Question

Prove that angles opposite to equal sides of an isosceles triangles are equal.

Answer 1

Hint: Construct an isosceles triangle with opposite sides equal. Altitude from the apex bisects the angle, dividing the triangles are equal. Thus the opposite angles will be equal.

Complete step-by-step answer:

Now let us consider the isosceles triangle ABC, which we have drawn.
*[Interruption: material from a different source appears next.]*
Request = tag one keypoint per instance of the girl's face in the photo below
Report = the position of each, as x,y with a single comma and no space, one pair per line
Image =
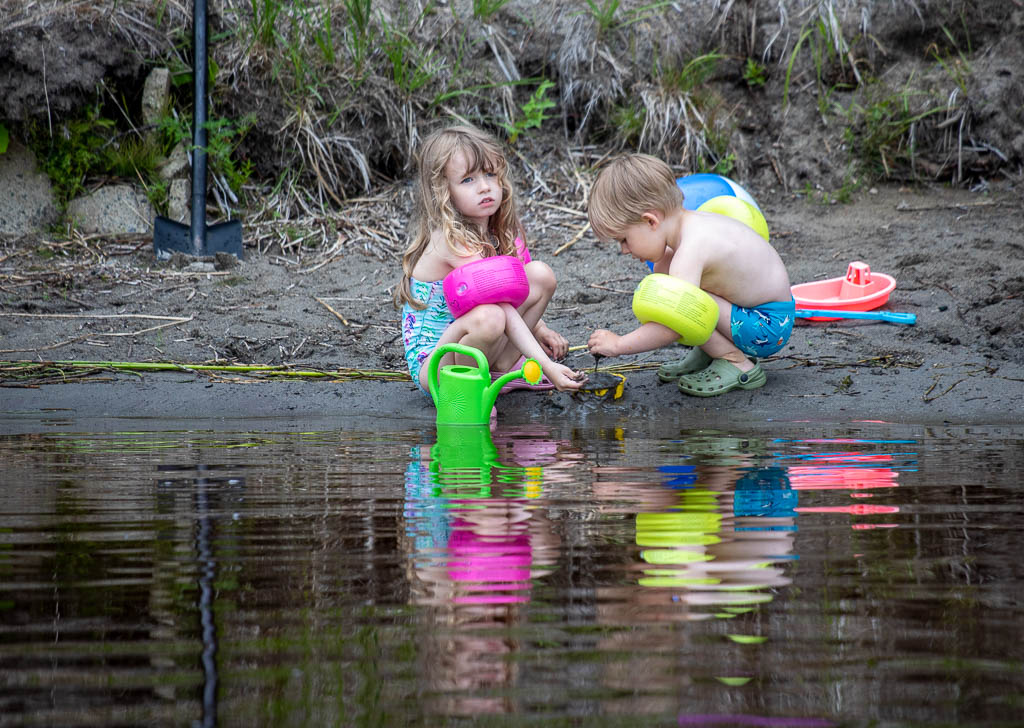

We know the basic properties of the isosceles triangle that are two sides of are congruent to each other. So let us consider from the figure that side AB and AC are congruent.
i.e. AB =AC.
We need to prove that \[\angle B\] is equal to \[\angle C\], \[\angle B=\angle C\].
Now let us draw AD perpendicular BC. The altitude from the apex of an isosceles triangle bisects the base into two equal parts and also bisects its apex angle into two equal parts.
Similarly, the altitude from the apex of an isosceles triangle divides the triangle into two congruent right angles triangles.
Thus from the given figure, let us consider \[\Delta BAD\] & \[\Delta CAD\].
We know that AB = AC.
\[\angle BAD=\angle CAD\] {altitude from apex of an isosceles triangle bisects the angle}
AD = AD, this is common for both triangles.
Thus we can say that \[\Delta BAD\] is equal to \[\Delta CAD\], by SAS congruent rule, where 2 sides and one angle of one triangle is equal to 2 sides and one angle of another triangle.
\[\therefore \Delta BAD\cong \Delta CAD\], by SAS congruence rule
Thus we can say that \[\angle ABD\] is equal to \[\angle ACD\], as both triangles are equal.
i.e. \[\angle ABD=\angle ACD\]
\[\Rightarrow \angle B=\angle C\]
Hence we proved that the angles opposite to equal sides are equal.
Note: An isosceles triangle is a polygon that consists of 2 equal sides, two equal angles, three edges, three vertices and the sum of internal angles of a triangle is equal to \[{{180}^{\circ }}\].